Course Project - Real-World Machine Learning Project

Ask questions related to the project on this thread, submissions can be made on the link given above.

:page_facing_up: Real-World Machine Learning Project

In this project, you’ll apply and practice the following concepts

  • Perform data cleaning & feature engineering
  • Training, compare & tune multiple models
  • Document and publish your work online

:ledger: Detailed Instructions

In the course project, you will apply the machine learning skills covered in this course by training an ML model on a real-world dataset. Follow these steps to complete your project:

  1. Pick a large real-world dataset from Kaggle (see the “Recommended Datasets” section below) and download it using opendatasets. Your training set should contain at least 50,000 rows and 5 columns of data.

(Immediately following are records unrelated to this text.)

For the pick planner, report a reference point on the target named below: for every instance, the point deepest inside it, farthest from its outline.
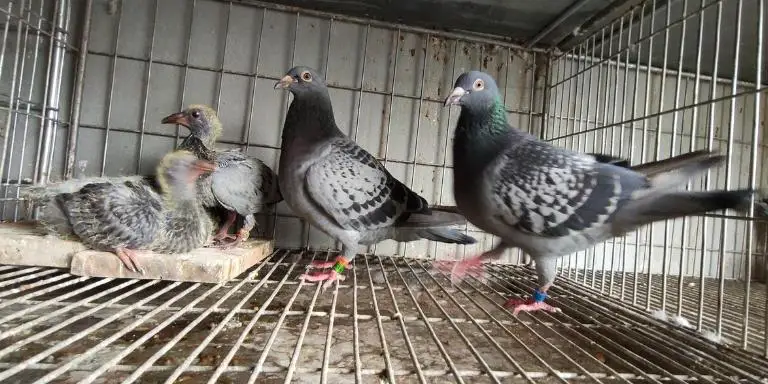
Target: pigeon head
(302, 80)
(178, 171)
(474, 90)
(200, 119)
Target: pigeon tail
(678, 204)
(446, 235)
(437, 217)
(672, 172)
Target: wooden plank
(24, 244)
(204, 265)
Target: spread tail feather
(678, 204)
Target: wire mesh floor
(414, 326)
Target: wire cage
(84, 84)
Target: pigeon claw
(128, 258)
(529, 305)
(328, 277)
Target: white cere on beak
(455, 96)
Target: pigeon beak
(285, 82)
(455, 96)
(177, 118)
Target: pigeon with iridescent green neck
(241, 184)
(550, 201)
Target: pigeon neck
(197, 146)
(481, 134)
(310, 117)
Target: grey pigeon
(342, 189)
(125, 214)
(550, 201)
(241, 184)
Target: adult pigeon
(551, 202)
(241, 184)
(342, 189)
(125, 214)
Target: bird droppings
(712, 336)
(681, 321)
(659, 315)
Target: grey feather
(342, 189)
(551, 201)
(128, 212)
(240, 183)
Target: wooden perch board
(22, 244)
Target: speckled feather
(357, 191)
(240, 183)
(552, 201)
(152, 213)
(342, 189)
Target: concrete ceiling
(520, 21)
(514, 20)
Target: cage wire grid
(413, 326)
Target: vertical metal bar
(384, 137)
(632, 137)
(532, 93)
(708, 174)
(356, 128)
(694, 129)
(11, 109)
(223, 55)
(28, 26)
(77, 96)
(669, 232)
(64, 41)
(424, 62)
(112, 88)
(147, 79)
(246, 139)
(729, 166)
(185, 74)
(613, 132)
(614, 241)
(754, 158)
(643, 146)
(659, 131)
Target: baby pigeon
(342, 189)
(550, 201)
(125, 214)
(241, 184)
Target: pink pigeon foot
(128, 258)
(222, 233)
(535, 303)
(328, 277)
(241, 236)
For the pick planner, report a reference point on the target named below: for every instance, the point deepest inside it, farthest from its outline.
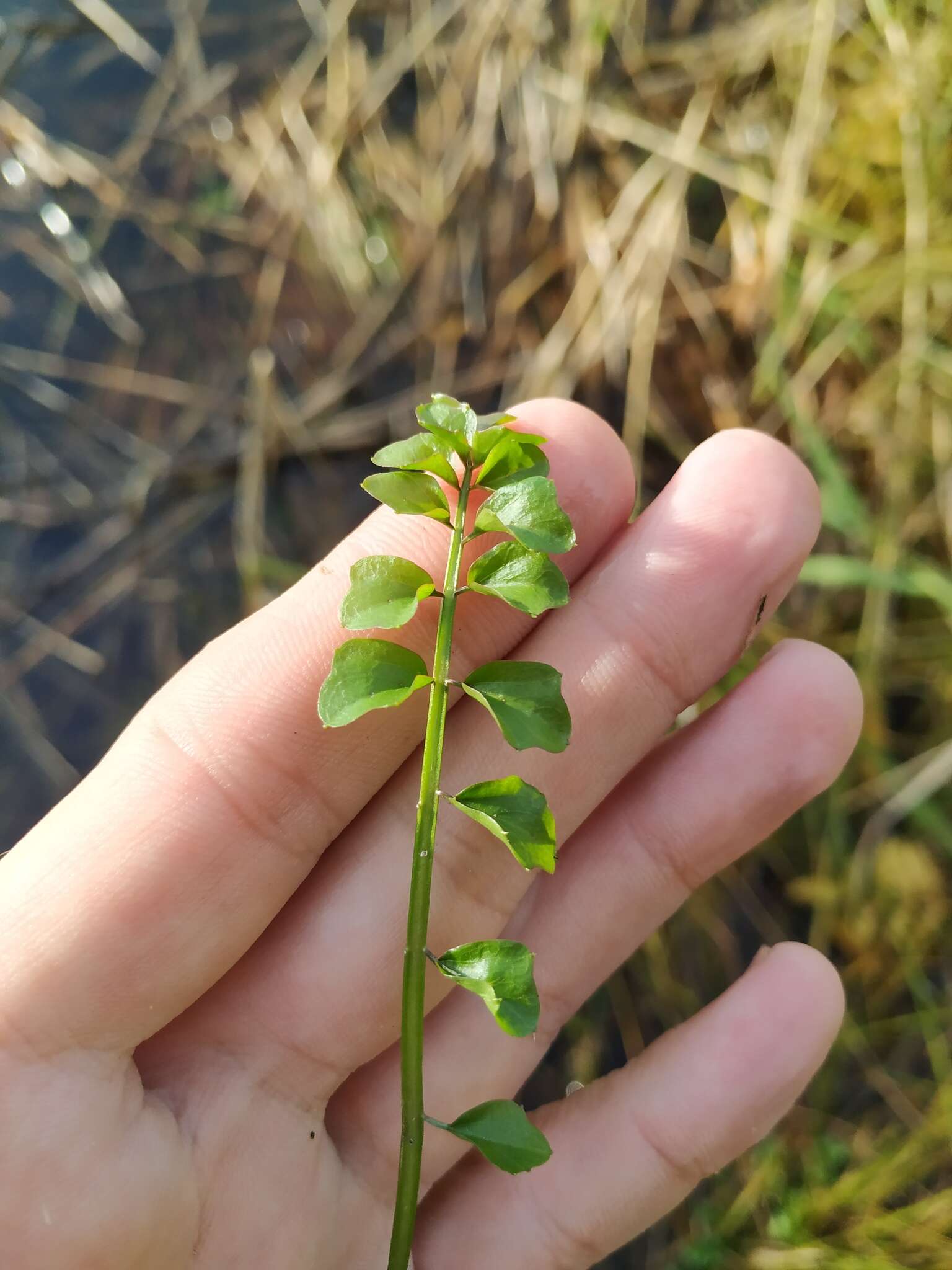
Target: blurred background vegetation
(240, 242)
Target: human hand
(201, 946)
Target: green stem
(418, 915)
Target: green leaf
(530, 511)
(385, 592)
(526, 579)
(450, 420)
(526, 701)
(409, 494)
(496, 432)
(368, 675)
(420, 453)
(517, 813)
(509, 461)
(500, 972)
(503, 1133)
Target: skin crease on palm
(201, 945)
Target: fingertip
(588, 456)
(809, 992)
(758, 493)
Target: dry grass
(249, 246)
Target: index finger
(152, 878)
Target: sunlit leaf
(385, 592)
(421, 453)
(491, 437)
(530, 511)
(526, 579)
(526, 701)
(409, 494)
(517, 813)
(500, 972)
(503, 1133)
(450, 420)
(368, 675)
(509, 461)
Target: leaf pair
(386, 591)
(524, 698)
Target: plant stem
(418, 915)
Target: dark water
(116, 510)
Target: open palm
(201, 946)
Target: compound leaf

  2. Read the dataset description, understand the problem statement and describe the modeling objective clearly. You can also browse through existing notebooks created by others for inspiration.

  3. Perform exploratory data analysis, gather insights about the data, perform feature engineering, create a training-validation split, and prepare the data for modeling.

  4. Train & evaluate different machine learning models, tune hyperparameters and reduce overfitting to improve the model.

  5. Report the final performance of your best model(s), show sample predictions, and save model weights. Summarize your work, share links to references, and suggest ideas for future work.

  6. Publish your Jupyter notebook to Jovian, make a submission below and share your project with the community. Optionally, you may also write a blog post and contribute to the Jovian official blog.

There is no starter notebook for the course project. Please use the “New” button on Jovian to create a new notebook, “Run on Colab” to execute it, and jovian.commit to record versions. Please review the “Evaluation Criteria” and “Recommended Datasets” sections below carefully before starting your project.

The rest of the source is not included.